Legal Sea Foods seems to be another teflon restaurant. Their restaurants are usually busy, despite any negative reviews or controversy. Legal actually courts controversy at times, trying to be provocative, sometimes with their ads and sometimes with the dinners they hold. They recently ran a couple of ads, using Donald Trump and Hilary Clinton, and a number of people alleged that the Clinton ad was sexist. Some people stated that, due to this ad, they would boycott the restaurant and never dine there again. This certainly isn't the first time I have heard similar sentiments.

However, it doesn't seem that any of this controversy has effected the bottom line of Legal. There still are plenty of people willing to dine and drink at the various Legal restaurants. And if people check out Yelp and Trip Advisor to learn more about Legal, they are highly unlikely to see anything about any of these controversies. And how many tourists coming to Boston actually care about such controversies? They simply want to enjoy some clam chowder, lobster and other New England seafood dishes.

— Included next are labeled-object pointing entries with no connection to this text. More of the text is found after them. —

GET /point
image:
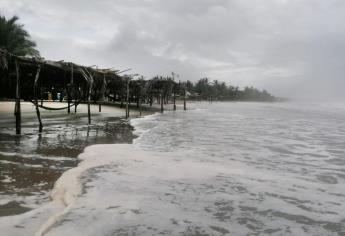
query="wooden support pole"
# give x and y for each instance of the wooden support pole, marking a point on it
(69, 91)
(103, 91)
(88, 102)
(184, 100)
(140, 106)
(36, 99)
(162, 102)
(127, 99)
(17, 110)
(174, 100)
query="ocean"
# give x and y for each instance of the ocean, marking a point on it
(232, 168)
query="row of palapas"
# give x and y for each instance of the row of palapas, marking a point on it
(36, 80)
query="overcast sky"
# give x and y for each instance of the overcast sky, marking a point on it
(293, 48)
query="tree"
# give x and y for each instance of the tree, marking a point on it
(15, 39)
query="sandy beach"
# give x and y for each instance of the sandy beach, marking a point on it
(31, 163)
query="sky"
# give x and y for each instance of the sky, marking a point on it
(292, 48)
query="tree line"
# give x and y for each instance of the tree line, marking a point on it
(15, 39)
(205, 89)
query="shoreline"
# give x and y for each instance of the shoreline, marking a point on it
(31, 163)
(63, 193)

So what does it accomplish to criticize such teflon restaurants? It might give you some piece of mind for taking a stand, but it's unlikely to accomplish anything concrete against such a restaurant. So is it even worth making the effort to criticize them? If you want to do something significant, beyond simply soothing your piece of mind, it would take much more action. It would take effort to organize others, to create a large movement of similarly minded individuals, to have the power to impact these teflon restaurants. And for most people, they just are not willing to go that far. So, these teflon restaurants will continue to thrive, letting negative reviews and controversy slide off their teflon skin.


Frederick Wright said...

The teflon restaurants mentioned in the post aren't actively "bad", they aren't serving spoiled food, or anything like that. They're just boring. Predictable. They tend to use shortcuts, keep to the safe route. And the folks who flock to these places, whether it is a bland corporate commissary like Applebee's or a local behemoth like Legal's are unlikely to care one bit about any reviews. I'm consistently puzzled by the popularity of places like Giacomo's, Mike's Pastry, No Name, and Union Oyster. It's probably more about recording a "genuine Boston Experience" to share with friends back home in Des Moines than it is about a gustatory adventure.

Richard Auffrey said...

There are certainly a few local restaurants which do well because they present a "Boston experience" or a sense of history despite the fact their cuisine might be mediocre at best. In that respect, they are Teflon restaurants as well. I believe the Boston Globe recently gave a negative review to the Union Oyster House and I'm sure it really did nothing to diminish their business.